The fetus, we now know, is not an inert blob, but an active and dynamic creature, responding and adapting as it readies itself for life in the particular world it will soon enter. The pregnant woman is neither a passive incubator nor a source of always-imminent harm to her fetus, but a powerful and often positive influence on her child even before it's born. And pregnancy is not a nine-month wait for the big event of birth, but a crucial period unto itself -- "a staging period for well-being and disease in later life," as one scientist puts it.
This crucial period has become a promising new target for prevention, raising hopes of conquering public health scourges like obesity and heart disease by intervening before birth. By "teaching" fetuses the appropriate lessons while they're still in utero, we could potentially end vicious cycles of poverty, infirmity and illness and initiate virtuous cycles of health, strength and stability.
So how can pregnant women communicate to their fetuses what they need to know?
Eat fish, scientists suggest, but make sure it's the low-mercury kind -- the omega-three fatty acids in seafood are associated with higher verbal intelligence and better social skills in school-age children. Exercise: research suggests that fetuses benefit from their mothers' physical activity. Protect yourself from toxins and pollutants, which are linked to birth defects and lowered IQ.

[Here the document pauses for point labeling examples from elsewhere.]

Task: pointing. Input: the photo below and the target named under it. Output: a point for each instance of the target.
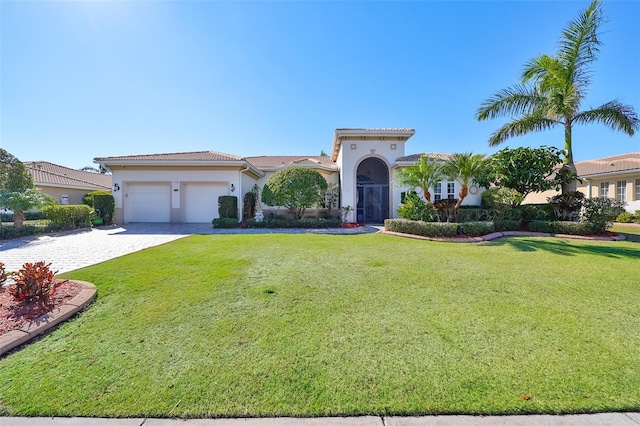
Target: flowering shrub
(33, 283)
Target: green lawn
(310, 325)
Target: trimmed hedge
(560, 227)
(64, 217)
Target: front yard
(309, 325)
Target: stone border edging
(496, 235)
(45, 322)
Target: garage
(200, 201)
(147, 202)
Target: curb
(45, 322)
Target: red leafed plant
(34, 283)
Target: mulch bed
(15, 315)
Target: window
(437, 194)
(621, 190)
(451, 190)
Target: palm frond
(515, 100)
(614, 115)
(529, 123)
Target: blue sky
(85, 79)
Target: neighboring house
(184, 187)
(65, 185)
(616, 177)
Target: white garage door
(200, 201)
(148, 202)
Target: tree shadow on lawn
(571, 248)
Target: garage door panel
(148, 203)
(200, 201)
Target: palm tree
(465, 168)
(423, 174)
(553, 88)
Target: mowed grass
(311, 325)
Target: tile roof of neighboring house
(431, 155)
(613, 164)
(49, 174)
(269, 161)
(176, 156)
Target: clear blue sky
(86, 79)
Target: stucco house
(184, 187)
(617, 176)
(65, 185)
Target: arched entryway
(372, 191)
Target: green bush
(228, 206)
(225, 222)
(561, 227)
(104, 205)
(476, 229)
(425, 229)
(64, 217)
(88, 198)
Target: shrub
(64, 217)
(88, 198)
(33, 283)
(601, 212)
(225, 222)
(104, 205)
(425, 229)
(228, 206)
(625, 217)
(566, 206)
(561, 227)
(415, 208)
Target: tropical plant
(296, 188)
(466, 168)
(553, 87)
(423, 174)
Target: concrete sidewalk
(604, 419)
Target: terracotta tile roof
(176, 156)
(431, 155)
(613, 164)
(49, 174)
(269, 161)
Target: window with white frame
(621, 190)
(451, 190)
(437, 194)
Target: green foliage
(525, 170)
(225, 222)
(296, 188)
(423, 174)
(104, 205)
(65, 217)
(33, 283)
(88, 198)
(228, 206)
(561, 227)
(601, 212)
(425, 229)
(568, 205)
(415, 208)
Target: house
(65, 185)
(184, 187)
(616, 177)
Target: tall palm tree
(553, 88)
(464, 168)
(423, 174)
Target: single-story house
(65, 185)
(184, 187)
(616, 177)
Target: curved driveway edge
(45, 322)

Don't worry too much about stress: research shows that moderate stress during pregnancy is associated with accelerated infant brain development. Seek help if you think you might be suffering from depression: the babies of depressed women are more likely to be born early and at low birth weight, and may be more irritable and have more trouble sleeping. And -- my favorite advice -- eat chocolate: it's associated with a lower risk of the high blood pressure condition known as preeclampsia.
When we hold our babies for the first time, we imagine them clean and new, unmarked by life, when in fact they have already been shaped by the world, and by us. It's my privilege to share with the TED audience the good news about how we can teach our children well from the very beginning.